Sean Kilpatrick/The Canadian Press

Derek Nepinak, the Grand Chief of Manitoba, is in effect threatening to confuse the lines of communications between the government of Canada and the country's First Nations, by his proposal to establish a new National Treaty Alliance, to replace the Assembly of First Nations. This week, a conference called a National Treaty Gathering is being held at Onion Lake, Sask., to such an end – the AFN is holding its own general assembly in Whitehorse from Wednesday to Friday. This looks like the beginning of a schism, inducing many aboriginal leaders to choose between the two events.

Shawn Atleo, the National Chief of the AFN, does not regard himself as the holder of prime ministerial or powers; rather, he is the representative of the chiefs who elected him. Grand Chief Nepinak may see fit in due course to oppose Mr. Atleo's re-election, and in the meantime to urge him to change his approach. His complaint that Mr. Atleo is trying to negotiate "behind closed doors" is misplaced; it would make little sense to negotiate about the application and interpretation of treaty rights on live television.
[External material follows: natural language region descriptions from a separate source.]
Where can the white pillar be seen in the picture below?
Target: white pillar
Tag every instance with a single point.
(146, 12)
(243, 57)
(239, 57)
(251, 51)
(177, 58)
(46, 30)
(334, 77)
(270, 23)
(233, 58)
Mr. Nepinak's argument that the parties to the treaties, not the AFN, should be negotiating with the federal government, almost comes down to a distinction without a difference. The AFN, after all, is the association of the aboriginal parties to those same treaties. The Crown gathering of January, 2012, showed some success in engaging directly with Prime Minister Stephen Harper. The way forward is to find a comprehensive approach that also accommodates particular circumstances. Grand Chief Nepinak's alternative seems doomed to divide the First Nations communities, and to scatter the attention of the federal government.